あなたのおしっこはどんな状態でしょうか。

●おしっこの色が赤くにごっている、もしくは白っぽい
●おしっこの泡立ちがすごい
●夜中に何度もトイレに行く

どれか一つでも当てまはる人は、長生きできないかもしれません。なぜなら、腎臓に何らかの異常を抱えている可能性があるからです。

なぜ腎臓が長生きと関係するのでしょうか。

あなたは「おしっこが丸一日出ないと、命のキケンにさらされる」という話をご存じでしょうか。それは、腎臓が血液をきれいにするという役割と関わります。

腎臓で血液中の老廃物(体のゴミ)や毒素をろ過し、おしっこを通じて体外に排出するのです。血液に乗って運ばれてきたゴミは、腎臓の糸球体という組織でふるいにかけられて、不要なものはおしっことして排泄されます。つまり、おしっこは血液からできているわけです。

糸球体は毛細血管でできており、血管の状態が悪くなると、血液をろ過するフィルター機能が落ちてしまいます。糸球体の働きが低下してふるいがザルになると、血液中にゴミが残るだけでなく、必要なものはおしっこに混ざってどんどん出ていきます。

おしっこが出ないと毒素が全身に回る

もし、腎臓が衰えておしっこがうまく作られなければ、「汚い血液」が体中を巡り続けてしまいます。こうして引き起こされるのが、「尿毒症」です。

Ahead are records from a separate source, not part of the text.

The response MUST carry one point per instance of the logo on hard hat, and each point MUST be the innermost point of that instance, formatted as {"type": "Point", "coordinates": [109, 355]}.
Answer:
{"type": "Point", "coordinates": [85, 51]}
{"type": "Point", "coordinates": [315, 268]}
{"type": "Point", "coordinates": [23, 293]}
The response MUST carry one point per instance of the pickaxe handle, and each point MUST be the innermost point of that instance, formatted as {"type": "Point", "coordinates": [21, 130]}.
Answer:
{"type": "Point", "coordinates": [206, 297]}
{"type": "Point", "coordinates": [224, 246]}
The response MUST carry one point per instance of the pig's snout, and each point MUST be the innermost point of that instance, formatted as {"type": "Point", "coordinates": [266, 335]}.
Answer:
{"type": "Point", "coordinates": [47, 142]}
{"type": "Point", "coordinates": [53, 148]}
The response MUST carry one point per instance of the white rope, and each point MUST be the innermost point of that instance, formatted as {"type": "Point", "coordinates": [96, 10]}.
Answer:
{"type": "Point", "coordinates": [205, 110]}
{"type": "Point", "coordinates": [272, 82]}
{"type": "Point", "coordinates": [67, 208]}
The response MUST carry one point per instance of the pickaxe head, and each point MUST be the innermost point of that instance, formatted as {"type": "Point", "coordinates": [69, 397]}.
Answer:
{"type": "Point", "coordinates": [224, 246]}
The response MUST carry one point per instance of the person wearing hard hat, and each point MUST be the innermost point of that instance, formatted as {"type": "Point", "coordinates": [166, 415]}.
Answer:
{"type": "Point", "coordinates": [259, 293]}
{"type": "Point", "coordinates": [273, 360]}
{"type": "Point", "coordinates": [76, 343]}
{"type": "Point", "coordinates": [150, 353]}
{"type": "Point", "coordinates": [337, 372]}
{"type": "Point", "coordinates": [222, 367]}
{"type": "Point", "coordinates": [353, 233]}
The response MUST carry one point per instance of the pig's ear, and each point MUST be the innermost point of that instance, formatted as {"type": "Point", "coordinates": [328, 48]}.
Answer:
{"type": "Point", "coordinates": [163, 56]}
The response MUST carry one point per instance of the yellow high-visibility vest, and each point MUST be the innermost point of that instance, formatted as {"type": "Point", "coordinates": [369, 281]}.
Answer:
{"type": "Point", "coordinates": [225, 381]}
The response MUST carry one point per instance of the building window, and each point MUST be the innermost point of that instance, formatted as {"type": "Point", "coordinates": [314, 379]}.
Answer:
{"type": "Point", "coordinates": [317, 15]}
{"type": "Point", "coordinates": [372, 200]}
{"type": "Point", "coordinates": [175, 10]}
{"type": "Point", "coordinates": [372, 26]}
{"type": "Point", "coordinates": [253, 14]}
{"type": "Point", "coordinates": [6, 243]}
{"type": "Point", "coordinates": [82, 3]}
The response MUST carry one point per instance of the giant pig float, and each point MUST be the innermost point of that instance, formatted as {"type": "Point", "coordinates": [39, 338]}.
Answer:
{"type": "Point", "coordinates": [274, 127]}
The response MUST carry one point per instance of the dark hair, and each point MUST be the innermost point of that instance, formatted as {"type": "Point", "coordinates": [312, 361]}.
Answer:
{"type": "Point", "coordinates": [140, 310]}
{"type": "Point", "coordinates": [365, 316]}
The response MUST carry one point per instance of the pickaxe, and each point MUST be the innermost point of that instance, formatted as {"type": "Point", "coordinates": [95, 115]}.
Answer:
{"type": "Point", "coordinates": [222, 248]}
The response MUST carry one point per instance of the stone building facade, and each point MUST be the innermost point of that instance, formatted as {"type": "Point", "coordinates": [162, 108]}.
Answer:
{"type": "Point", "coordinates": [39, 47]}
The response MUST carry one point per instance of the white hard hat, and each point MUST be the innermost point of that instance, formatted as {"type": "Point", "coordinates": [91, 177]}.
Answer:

尿毒症になると、次のような症状が現れる恐れがあります。

●体が疲れやすく、すぐにだるくなる
●食欲が低下する
●全身がむくむ
●皮膚が黒ずむ
●骨がもろくなる
●目が見えにくくなる
●思考力が低下する

毒素が体中を回るということは、これだけ全身の機能が落ちてしまうのです。